You only complete the areas that are relevant and there is no timetable, hence no facilitation by course teachers unlike some free courses such as those run by Future Learn. It is designed to take around 15-20 hours to complete and involves a series of interactive presentations, videos and quizzes to test understanding. You can download a pdf certificate for the completion of each module. I found it quite easy to dip in and out as it records which sections of the module topics you have completed and if you have to leave an interactive presentation half-way through, it remembers where you got up to.

So far, I have only completed the first introductory module on Data Management: Context. This took me around 3-4 hours to complete but you could spend longer if reading all the associated resources and especially if you’re new to the topics.

The topics covered in the first, introductory module are:

  • Key Concepts
  • The Research Data Lifecycle
  • Sharing Data & The Research Community
  • Reproducibility of research data and outputs
  • The Policy Environment
  • Data Ethics
  • Coding for Data Management

The key concepts topic takes you through what is research data and the different types. In the life sciences it is important to remember the physical data eg. soil samples & specimens, in addition to quantitative and qualitative data. Later topics emphasise the importance of research data being for the public good – if you are a researcher working in a publicly funded area then there is a duty to make the data accessible to others. It also stresses the importance of planning to make your data open right from the start of a project and providing sufficient accompanying metadata to provide context.

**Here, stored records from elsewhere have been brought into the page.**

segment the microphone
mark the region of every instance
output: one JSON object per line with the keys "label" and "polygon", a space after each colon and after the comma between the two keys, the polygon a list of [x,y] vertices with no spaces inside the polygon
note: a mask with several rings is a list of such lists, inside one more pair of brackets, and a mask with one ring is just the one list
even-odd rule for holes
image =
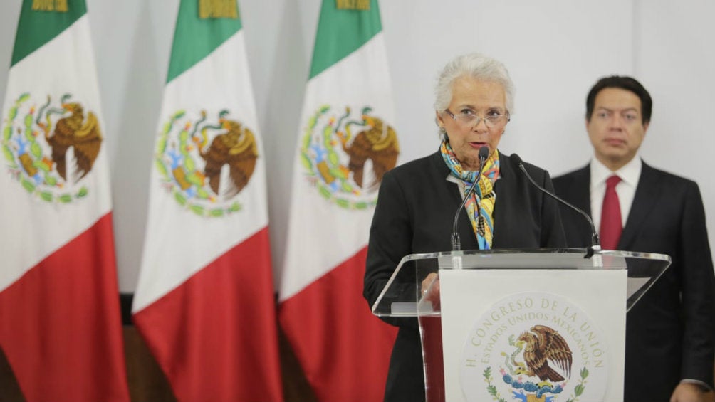
{"label": "microphone", "polygon": [[[459,222],[459,213],[464,208],[464,206],[467,204],[467,201],[469,201],[469,197],[474,192],[474,189],[476,188],[477,184],[479,184],[479,179],[482,176],[482,171],[484,170],[484,163],[486,162],[487,158],[489,157],[489,147],[483,146],[479,149],[479,174],[477,174],[474,179],[474,183],[472,183],[472,186],[469,188],[469,191],[467,194],[464,195],[464,200],[462,201],[462,203],[460,204],[459,208],[457,208],[457,213],[454,214],[454,223],[452,225],[452,251],[459,251],[462,249],[461,241],[459,238],[459,233],[457,233],[457,223]],[[479,216],[479,209],[481,208],[479,203],[477,203],[477,216]]]}
{"label": "microphone", "polygon": [[594,250],[600,250],[601,242],[598,240],[598,232],[596,231],[596,226],[593,225],[593,221],[591,220],[591,216],[589,216],[588,214],[584,212],[583,210],[582,210],[581,208],[574,205],[572,205],[571,203],[561,199],[556,194],[554,194],[553,193],[549,191],[548,190],[537,184],[536,182],[534,181],[534,179],[531,178],[531,176],[528,174],[528,172],[526,171],[526,168],[524,167],[524,162],[523,161],[521,160],[521,158],[520,158],[518,155],[517,155],[516,154],[512,154],[511,156],[509,156],[509,158],[511,159],[513,162],[514,162],[515,164],[517,164],[517,166],[519,166],[519,169],[521,170],[521,171],[523,171],[524,173],[524,175],[526,176],[526,179],[528,179],[529,181],[531,181],[531,184],[533,184],[537,189],[538,189],[543,194],[549,196],[552,199],[563,203],[563,205],[568,206],[568,208],[571,208],[573,211],[576,211],[581,216],[583,216],[584,218],[586,218],[586,221],[588,221],[588,224],[591,225],[591,245],[586,249],[586,253],[584,258],[591,258],[591,256],[593,255]]}

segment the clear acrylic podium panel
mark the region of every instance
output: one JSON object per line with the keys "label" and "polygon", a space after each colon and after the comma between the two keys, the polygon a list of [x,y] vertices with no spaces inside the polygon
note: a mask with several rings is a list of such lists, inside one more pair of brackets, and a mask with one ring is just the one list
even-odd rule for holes
{"label": "clear acrylic podium panel", "polygon": [[[440,269],[627,270],[626,311],[671,263],[663,254],[586,249],[473,250],[410,254],[404,257],[373,306],[378,316],[418,317],[422,341],[427,402],[445,402],[441,313],[437,276]],[[425,282],[423,283],[423,282]]]}
{"label": "clear acrylic podium panel", "polygon": [[390,317],[439,316],[438,307],[433,308],[429,298],[430,290],[437,281],[433,280],[423,285],[430,273],[438,273],[439,269],[626,269],[626,311],[629,311],[671,263],[669,256],[649,253],[600,250],[588,258],[586,255],[586,250],[583,248],[469,250],[410,254],[400,261],[373,305],[373,313]]}

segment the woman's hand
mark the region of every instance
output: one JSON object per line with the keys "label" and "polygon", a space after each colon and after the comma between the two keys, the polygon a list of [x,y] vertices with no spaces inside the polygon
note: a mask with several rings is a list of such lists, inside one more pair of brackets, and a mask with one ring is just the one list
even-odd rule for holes
{"label": "woman's hand", "polygon": [[[434,283],[433,283],[434,282]],[[430,286],[431,285],[431,286]],[[432,302],[432,309],[437,311],[440,309],[440,278],[437,273],[433,272],[422,281],[422,298]]]}

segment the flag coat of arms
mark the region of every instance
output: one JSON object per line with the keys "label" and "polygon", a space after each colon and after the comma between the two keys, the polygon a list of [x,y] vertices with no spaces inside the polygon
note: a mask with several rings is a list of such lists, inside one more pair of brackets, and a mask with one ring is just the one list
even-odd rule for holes
{"label": "flag coat of arms", "polygon": [[0,127],[0,347],[28,402],[127,401],[84,0],[23,1]]}
{"label": "flag coat of arms", "polygon": [[363,298],[399,143],[376,0],[322,2],[292,179],[279,318],[317,399],[382,401],[395,328]]}
{"label": "flag coat of arms", "polygon": [[265,154],[235,0],[182,0],[133,319],[182,401],[282,399]]}

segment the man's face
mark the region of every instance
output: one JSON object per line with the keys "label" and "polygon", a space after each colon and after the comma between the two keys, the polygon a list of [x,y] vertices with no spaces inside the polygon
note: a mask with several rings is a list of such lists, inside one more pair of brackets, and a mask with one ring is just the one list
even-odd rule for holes
{"label": "man's face", "polygon": [[620,88],[605,88],[596,96],[586,127],[596,159],[611,171],[633,159],[643,142],[648,124],[641,106],[637,95]]}

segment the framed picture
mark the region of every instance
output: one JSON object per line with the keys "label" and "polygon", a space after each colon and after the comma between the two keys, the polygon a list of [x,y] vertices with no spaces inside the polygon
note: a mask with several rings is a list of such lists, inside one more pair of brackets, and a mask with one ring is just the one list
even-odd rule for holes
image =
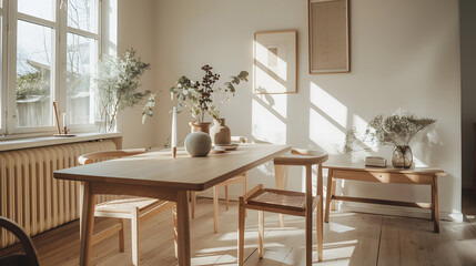
{"label": "framed picture", "polygon": [[254,33],[254,93],[295,93],[297,31]]}
{"label": "framed picture", "polygon": [[348,0],[308,0],[310,73],[351,72]]}

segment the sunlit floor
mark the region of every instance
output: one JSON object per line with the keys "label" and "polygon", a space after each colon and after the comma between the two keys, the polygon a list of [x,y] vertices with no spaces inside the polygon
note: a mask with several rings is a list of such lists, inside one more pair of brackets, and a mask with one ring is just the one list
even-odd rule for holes
{"label": "sunlit floor", "polygon": [[[191,223],[193,265],[236,264],[236,203],[229,212],[221,204],[220,233],[213,234],[212,201],[198,201],[196,218]],[[260,259],[257,214],[249,212],[245,265],[305,265],[304,219],[286,216],[282,228],[275,214],[265,216],[265,252]],[[97,227],[108,223],[101,221]],[[333,212],[324,231],[324,260],[318,265],[476,265],[476,231],[469,223],[442,221],[442,232],[435,234],[426,219]],[[119,253],[118,236],[111,237],[93,247],[93,265],[131,265],[129,229],[125,233],[125,252]],[[176,265],[171,213],[144,222],[140,237],[141,265]],[[78,265],[77,222],[34,242],[42,265]]]}

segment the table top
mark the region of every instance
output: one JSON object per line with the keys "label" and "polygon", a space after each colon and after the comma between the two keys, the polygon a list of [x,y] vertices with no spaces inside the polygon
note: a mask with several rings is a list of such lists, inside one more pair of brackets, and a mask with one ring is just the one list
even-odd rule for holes
{"label": "table top", "polygon": [[393,166],[372,167],[364,164],[323,164],[323,168],[345,170],[345,171],[362,171],[362,172],[379,172],[379,173],[397,173],[397,174],[427,174],[427,175],[446,175],[445,171],[435,167],[413,167],[397,168]]}
{"label": "table top", "polygon": [[290,145],[243,144],[206,157],[190,157],[179,150],[175,158],[170,151],[159,151],[54,171],[54,177],[204,191],[290,150]]}

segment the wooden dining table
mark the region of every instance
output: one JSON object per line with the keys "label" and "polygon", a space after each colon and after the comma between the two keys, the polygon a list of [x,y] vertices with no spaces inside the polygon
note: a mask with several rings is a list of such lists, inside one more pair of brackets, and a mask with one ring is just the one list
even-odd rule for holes
{"label": "wooden dining table", "polygon": [[81,182],[80,265],[90,265],[98,194],[146,196],[175,202],[179,265],[191,265],[188,192],[204,191],[291,150],[290,145],[244,144],[236,151],[175,158],[170,151],[54,171],[54,177]]}

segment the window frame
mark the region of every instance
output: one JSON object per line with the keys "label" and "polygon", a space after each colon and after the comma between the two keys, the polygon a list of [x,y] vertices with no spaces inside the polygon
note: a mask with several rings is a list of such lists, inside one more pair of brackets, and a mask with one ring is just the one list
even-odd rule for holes
{"label": "window frame", "polygon": [[8,100],[8,1],[0,0],[1,16],[1,76],[0,76],[0,134],[7,132],[7,100]]}
{"label": "window frame", "polygon": [[[65,7],[69,7],[68,6],[69,4],[69,0],[64,0],[64,1],[65,1]],[[97,51],[98,51],[98,59],[97,59],[97,61],[99,61],[101,59],[101,55],[102,55],[102,41],[101,41],[101,35],[102,35],[102,33],[101,33],[102,32],[102,24],[101,24],[101,21],[102,21],[102,19],[101,19],[102,18],[102,1],[101,0],[93,0],[93,1],[97,1],[95,2],[97,3],[95,13],[98,14],[98,18],[97,18],[95,23],[97,23],[97,28],[98,28],[97,29],[98,33],[94,33],[93,31],[85,31],[85,30],[73,28],[73,27],[69,27],[68,25],[68,8],[65,9],[65,11],[63,13],[65,16],[65,18],[64,18],[64,21],[65,21],[64,22],[64,28],[65,28],[65,30],[61,33],[62,34],[62,40],[64,40],[64,45],[63,45],[64,47],[64,51],[61,53],[61,54],[64,54],[63,61],[61,62],[64,65],[64,69],[63,69],[64,72],[61,75],[61,78],[63,79],[62,80],[63,83],[61,83],[61,84],[63,84],[63,88],[67,88],[68,33],[72,33],[72,34],[75,34],[75,35],[80,35],[80,37],[84,37],[84,38],[97,40]],[[64,103],[64,105],[67,105],[67,103],[68,103],[67,89],[64,91],[61,91],[61,93],[64,94],[64,95],[61,95],[61,101]],[[90,94],[90,103],[94,103],[94,93]],[[67,110],[68,110],[68,106],[64,110],[64,112]],[[72,131],[74,131],[74,132],[92,132],[92,131],[94,131],[95,130],[94,110],[95,110],[94,104],[90,105],[90,112],[91,112],[90,116],[92,116],[93,123],[88,123],[88,124],[70,124],[69,127]]]}
{"label": "window frame", "polygon": [[[0,0],[2,1],[2,0]],[[3,0],[0,14],[2,16],[2,78],[1,79],[1,127],[0,134],[3,135],[44,135],[48,133],[57,133],[57,121],[54,110],[51,104],[52,125],[47,126],[18,126],[17,125],[17,33],[18,21],[22,20],[28,23],[34,23],[42,27],[48,27],[53,30],[52,50],[51,50],[51,103],[57,102],[58,114],[67,112],[67,52],[68,52],[68,33],[97,40],[98,58],[102,54],[102,0],[94,0],[97,7],[97,32],[75,29],[68,25],[68,4],[69,0],[54,0],[54,20],[37,18],[30,14],[18,12],[18,0]],[[93,101],[94,94],[91,93],[90,102]],[[90,109],[92,114],[94,106]],[[94,132],[95,123],[88,124],[70,124],[68,126],[74,132]],[[61,120],[60,120],[61,124]],[[62,129],[61,129],[62,130]]]}

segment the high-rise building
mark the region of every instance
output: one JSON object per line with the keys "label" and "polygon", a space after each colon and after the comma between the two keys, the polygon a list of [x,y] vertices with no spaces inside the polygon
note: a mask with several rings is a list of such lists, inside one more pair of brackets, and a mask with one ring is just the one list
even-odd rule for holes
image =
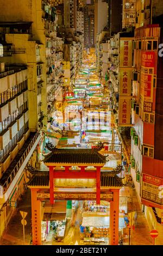
{"label": "high-rise building", "polygon": [[[95,40],[97,34],[108,25],[108,4],[107,1],[96,0],[95,3]],[[95,42],[95,43],[96,42]]]}
{"label": "high-rise building", "polygon": [[134,44],[131,174],[150,228],[163,236],[161,1],[137,1]]}
{"label": "high-rise building", "polygon": [[84,13],[82,11],[77,11],[77,31],[84,34]]}
{"label": "high-rise building", "polygon": [[86,5],[84,13],[84,45],[89,48],[95,46],[95,5]]}
{"label": "high-rise building", "polygon": [[61,90],[63,42],[48,1],[1,1],[0,8],[1,235],[26,188],[26,165],[41,160],[43,134]]}
{"label": "high-rise building", "polygon": [[136,5],[136,0],[123,0],[123,28],[135,27]]}
{"label": "high-rise building", "polygon": [[64,0],[64,25],[77,29],[77,0]]}
{"label": "high-rise building", "polygon": [[122,20],[122,0],[108,0],[108,28],[110,35],[121,31]]}

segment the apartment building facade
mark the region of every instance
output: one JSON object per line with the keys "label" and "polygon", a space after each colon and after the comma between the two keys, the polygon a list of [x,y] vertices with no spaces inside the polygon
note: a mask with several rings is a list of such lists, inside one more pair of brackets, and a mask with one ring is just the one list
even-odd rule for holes
{"label": "apartment building facade", "polygon": [[[26,188],[27,164],[39,167],[48,119],[55,108],[53,97],[57,97],[63,77],[63,40],[57,36],[55,9],[41,0],[33,0],[32,5],[28,0],[11,5],[9,1],[3,2],[0,235]],[[26,11],[18,13],[18,9]]]}

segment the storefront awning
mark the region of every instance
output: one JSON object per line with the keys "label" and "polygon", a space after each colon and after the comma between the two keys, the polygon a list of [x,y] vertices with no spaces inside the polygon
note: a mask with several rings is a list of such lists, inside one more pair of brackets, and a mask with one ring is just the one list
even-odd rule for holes
{"label": "storefront awning", "polygon": [[44,214],[43,221],[62,221],[66,218],[66,213],[64,214]]}
{"label": "storefront awning", "polygon": [[43,221],[61,221],[66,215],[67,201],[55,201],[54,205],[46,202],[44,205]]}

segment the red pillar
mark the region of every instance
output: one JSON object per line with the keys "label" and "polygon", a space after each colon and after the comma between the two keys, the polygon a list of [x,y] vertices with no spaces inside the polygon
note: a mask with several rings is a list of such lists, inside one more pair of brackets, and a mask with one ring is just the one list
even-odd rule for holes
{"label": "red pillar", "polygon": [[80,172],[82,173],[84,173],[85,169],[87,167],[87,166],[79,166],[79,167],[80,168]]}
{"label": "red pillar", "polygon": [[113,200],[110,203],[109,245],[118,245],[120,190],[110,190]]}
{"label": "red pillar", "polygon": [[71,166],[64,166],[64,167],[65,167],[65,173],[69,173],[69,169],[70,168],[70,167],[71,167]]}
{"label": "red pillar", "polygon": [[50,203],[53,204],[54,198],[54,166],[49,166],[49,183],[50,183]]}
{"label": "red pillar", "polygon": [[33,245],[41,245],[41,205],[37,200],[37,192],[39,190],[31,188],[32,240]]}
{"label": "red pillar", "polygon": [[96,167],[96,204],[100,204],[101,167]]}

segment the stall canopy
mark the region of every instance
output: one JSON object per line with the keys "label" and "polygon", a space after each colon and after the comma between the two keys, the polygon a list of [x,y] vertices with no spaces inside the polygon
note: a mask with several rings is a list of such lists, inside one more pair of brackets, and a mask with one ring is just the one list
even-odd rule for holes
{"label": "stall canopy", "polygon": [[[109,228],[110,216],[109,213],[87,212],[84,212],[83,214],[83,226]],[[126,228],[126,227],[123,216],[120,215],[119,229],[121,229]]]}
{"label": "stall canopy", "polygon": [[46,202],[44,205],[43,221],[62,221],[66,215],[66,201],[55,201],[53,205]]}

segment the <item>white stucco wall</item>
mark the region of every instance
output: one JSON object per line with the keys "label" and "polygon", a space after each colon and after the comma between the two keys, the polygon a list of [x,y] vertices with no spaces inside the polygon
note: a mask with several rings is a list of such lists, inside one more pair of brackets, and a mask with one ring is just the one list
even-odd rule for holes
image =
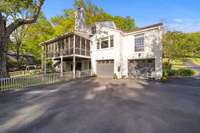
{"label": "white stucco wall", "polygon": [[[128,76],[128,60],[155,59],[155,77],[162,77],[162,29],[153,27],[132,33],[122,33],[119,30],[101,28],[101,32],[92,37],[91,62],[96,73],[97,60],[114,60],[114,73],[118,78]],[[135,52],[135,35],[144,34],[145,50]],[[114,47],[97,49],[97,39],[114,35]],[[140,55],[140,56],[139,56]],[[118,72],[118,67],[120,71]]]}
{"label": "white stucco wall", "polygon": [[[96,73],[96,61],[97,60],[114,60],[114,73],[119,74],[118,66],[120,65],[120,31],[101,28],[101,33],[98,33],[92,37],[91,46],[91,59],[92,59],[92,70]],[[97,49],[97,39],[114,36],[114,47],[106,49]]]}
{"label": "white stucco wall", "polygon": [[[144,51],[135,52],[135,35],[144,34]],[[159,27],[123,35],[122,75],[128,75],[128,60],[155,59],[155,78],[162,77],[162,29]]]}

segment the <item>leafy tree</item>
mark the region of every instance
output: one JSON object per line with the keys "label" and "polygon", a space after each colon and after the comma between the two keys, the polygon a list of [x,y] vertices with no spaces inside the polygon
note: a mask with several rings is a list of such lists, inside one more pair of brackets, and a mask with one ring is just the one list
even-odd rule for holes
{"label": "leafy tree", "polygon": [[[22,25],[36,22],[44,0],[0,1],[0,78],[7,76],[6,55],[9,36]],[[23,18],[23,14],[27,14]]]}
{"label": "leafy tree", "polygon": [[164,57],[169,61],[188,56],[198,56],[200,33],[167,32],[163,37]]}
{"label": "leafy tree", "polygon": [[40,59],[42,51],[39,44],[55,36],[54,33],[55,30],[52,24],[41,13],[38,22],[28,26],[28,30],[23,39],[24,53],[32,54],[37,59]]}
{"label": "leafy tree", "polygon": [[[75,0],[74,7],[82,7],[84,9],[85,23],[88,26],[95,22],[114,21],[119,30],[129,31],[136,28],[135,21],[131,17],[112,16],[102,8],[94,5],[91,1]],[[55,16],[51,21],[54,25],[56,35],[71,32],[74,30],[75,10],[65,10],[62,16]]]}
{"label": "leafy tree", "polygon": [[64,10],[63,16],[51,18],[55,28],[55,35],[59,36],[65,32],[72,32],[75,24],[75,11],[73,9]]}

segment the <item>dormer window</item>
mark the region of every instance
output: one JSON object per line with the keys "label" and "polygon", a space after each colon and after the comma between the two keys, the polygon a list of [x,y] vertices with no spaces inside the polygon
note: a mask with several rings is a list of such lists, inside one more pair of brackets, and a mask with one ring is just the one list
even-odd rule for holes
{"label": "dormer window", "polygon": [[103,39],[101,39],[101,48],[109,48],[109,39],[108,37],[105,37]]}
{"label": "dormer window", "polygon": [[97,49],[114,47],[114,36],[104,37],[97,40]]}
{"label": "dormer window", "polygon": [[110,47],[114,47],[114,36],[110,36]]}
{"label": "dormer window", "polygon": [[144,34],[135,36],[135,52],[144,51]]}

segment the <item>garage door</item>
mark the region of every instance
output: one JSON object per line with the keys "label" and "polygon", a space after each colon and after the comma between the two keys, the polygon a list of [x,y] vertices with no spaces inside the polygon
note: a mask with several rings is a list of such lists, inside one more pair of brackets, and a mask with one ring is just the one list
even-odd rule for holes
{"label": "garage door", "polygon": [[129,60],[130,78],[148,78],[155,71],[155,59]]}
{"label": "garage door", "polygon": [[113,75],[114,75],[114,61],[113,60],[97,61],[97,76],[113,77]]}

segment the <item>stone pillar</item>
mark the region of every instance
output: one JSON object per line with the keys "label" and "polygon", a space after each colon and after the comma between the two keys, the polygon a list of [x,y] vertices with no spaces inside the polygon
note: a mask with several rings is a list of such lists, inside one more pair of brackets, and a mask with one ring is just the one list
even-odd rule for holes
{"label": "stone pillar", "polygon": [[60,57],[60,76],[63,77],[63,56]]}
{"label": "stone pillar", "polygon": [[73,79],[76,78],[75,43],[76,43],[76,36],[74,35],[74,42],[73,42]]}

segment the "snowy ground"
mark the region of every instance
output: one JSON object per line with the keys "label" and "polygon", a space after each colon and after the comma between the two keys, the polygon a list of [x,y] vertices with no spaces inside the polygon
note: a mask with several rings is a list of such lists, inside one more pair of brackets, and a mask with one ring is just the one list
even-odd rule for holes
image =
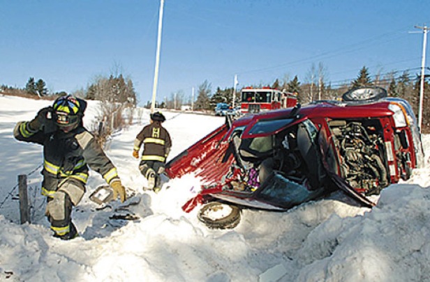
{"label": "snowy ground", "polygon": [[[145,111],[106,150],[136,196],[97,210],[88,196],[103,180],[91,173],[89,191],[73,212],[80,237],[64,242],[51,236],[43,217],[41,148],[17,142],[12,134],[16,122],[30,120],[49,104],[0,96],[1,281],[430,281],[428,135],[423,136],[425,168],[373,198],[378,203],[371,210],[338,192],[287,212],[244,210],[235,229],[214,230],[198,221],[195,212],[181,210],[191,188],[199,187],[192,175],[171,180],[158,194],[142,191],[146,180],[131,152],[135,135],[148,123]],[[170,157],[224,121],[165,114],[173,142]],[[96,103],[90,102],[85,124],[96,116]],[[31,224],[19,224],[19,174],[28,175]],[[110,219],[124,205],[140,219]]]}

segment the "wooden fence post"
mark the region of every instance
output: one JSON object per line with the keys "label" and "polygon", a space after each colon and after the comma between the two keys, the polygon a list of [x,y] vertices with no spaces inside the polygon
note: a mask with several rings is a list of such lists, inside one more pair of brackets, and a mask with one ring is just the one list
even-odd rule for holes
{"label": "wooden fence post", "polygon": [[21,224],[28,222],[30,224],[30,210],[29,209],[29,198],[27,189],[27,175],[18,175],[18,185],[20,188],[20,214]]}

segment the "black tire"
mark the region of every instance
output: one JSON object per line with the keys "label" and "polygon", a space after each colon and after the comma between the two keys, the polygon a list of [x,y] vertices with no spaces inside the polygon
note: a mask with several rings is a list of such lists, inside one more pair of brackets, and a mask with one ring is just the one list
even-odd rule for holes
{"label": "black tire", "polygon": [[[220,209],[225,209],[228,214],[218,218],[209,217],[209,213],[218,212]],[[236,227],[240,221],[240,209],[236,205],[211,202],[202,207],[197,217],[209,228],[231,229]]]}
{"label": "black tire", "polygon": [[387,96],[387,91],[382,87],[360,87],[351,89],[342,95],[343,101],[374,102]]}

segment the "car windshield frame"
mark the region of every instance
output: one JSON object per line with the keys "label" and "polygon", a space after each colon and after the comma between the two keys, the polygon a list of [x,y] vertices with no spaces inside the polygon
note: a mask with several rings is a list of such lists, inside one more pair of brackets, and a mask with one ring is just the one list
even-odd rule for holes
{"label": "car windshield frame", "polygon": [[276,134],[288,127],[302,123],[307,119],[307,117],[299,119],[295,118],[258,119],[246,127],[242,138],[262,137]]}

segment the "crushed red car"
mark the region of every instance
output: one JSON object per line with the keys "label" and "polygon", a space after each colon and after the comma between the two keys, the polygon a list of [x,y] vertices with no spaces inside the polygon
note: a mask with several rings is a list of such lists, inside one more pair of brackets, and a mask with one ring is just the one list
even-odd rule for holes
{"label": "crushed red car", "polygon": [[[199,219],[232,228],[244,207],[286,210],[341,189],[361,204],[423,165],[420,130],[407,101],[379,87],[341,101],[247,115],[226,123],[169,162],[170,178],[194,173]],[[220,212],[221,211],[221,212]]]}

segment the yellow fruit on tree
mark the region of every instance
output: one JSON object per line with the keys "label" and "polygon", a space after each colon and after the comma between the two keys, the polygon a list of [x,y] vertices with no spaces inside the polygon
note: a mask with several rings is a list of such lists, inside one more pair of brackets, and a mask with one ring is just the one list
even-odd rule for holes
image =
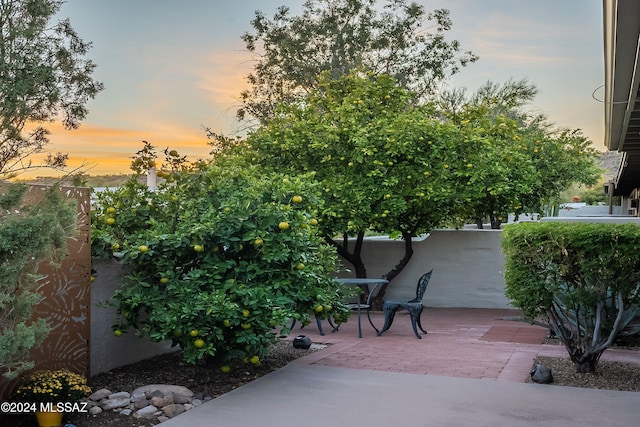
{"label": "yellow fruit on tree", "polygon": [[278,224],[278,228],[280,230],[286,230],[289,228],[289,223],[286,221],[282,221],[280,224]]}

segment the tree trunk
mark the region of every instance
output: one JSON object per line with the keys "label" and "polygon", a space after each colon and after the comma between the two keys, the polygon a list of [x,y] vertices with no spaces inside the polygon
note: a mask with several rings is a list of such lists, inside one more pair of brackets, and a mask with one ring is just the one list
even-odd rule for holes
{"label": "tree trunk", "polygon": [[500,230],[500,224],[502,224],[502,218],[491,215],[489,217],[489,221],[491,221],[491,229],[492,230]]}
{"label": "tree trunk", "polygon": [[[391,283],[391,281],[409,264],[411,257],[413,256],[413,241],[411,240],[412,234],[408,232],[402,233],[404,239],[404,256],[400,259],[398,264],[389,271],[385,278]],[[362,261],[362,244],[364,241],[364,231],[358,233],[356,238],[356,244],[353,248],[353,252],[349,252],[349,236],[344,234],[342,236],[342,243],[338,243],[331,237],[325,236],[325,241],[331,246],[336,248],[338,255],[348,261],[356,273],[356,277],[366,278],[367,269]],[[373,310],[381,310],[384,302],[384,294],[387,289],[387,285],[383,285],[378,290],[378,294],[371,299],[371,308]]]}
{"label": "tree trunk", "polygon": [[362,243],[364,240],[364,231],[358,232],[356,237],[356,244],[353,248],[353,252],[349,252],[349,236],[345,233],[342,236],[342,243],[338,243],[332,238],[325,236],[325,241],[331,246],[336,248],[338,255],[344,258],[349,264],[353,266],[356,273],[356,277],[367,277],[367,269],[362,261]]}
{"label": "tree trunk", "polygon": [[600,360],[600,355],[591,353],[588,356],[582,356],[580,358],[574,358],[571,356],[571,361],[576,367],[576,372],[579,374],[591,374],[596,371],[598,367],[598,360]]}

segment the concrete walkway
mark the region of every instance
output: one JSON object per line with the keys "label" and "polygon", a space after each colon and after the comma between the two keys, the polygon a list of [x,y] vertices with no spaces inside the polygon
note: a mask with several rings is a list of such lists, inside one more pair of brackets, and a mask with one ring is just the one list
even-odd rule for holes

I found the topic ‘Sharing Data & The Research Community’ particularly comprehensive covering open and FAIR (Findable, Accessible, Interoperable and Reproducible) data including using a FAIR data checklist, types of repositories and licenses for open data. I also like the way that the importance of software curation and sharing of software is recognised throughout. There is an optional topic on ‘coding for data management’ with some excellent short videos around the subject.

Overall, I would highly recommend all researchers in the sciences complete the first module as it really does give a comprehensive review of data management. I hope to finish the other modules as soon as time permits. The current period of lockdown is a great time to start looking more into data management, particularly as you may now have realised how important it is when adrift from your usual working environment!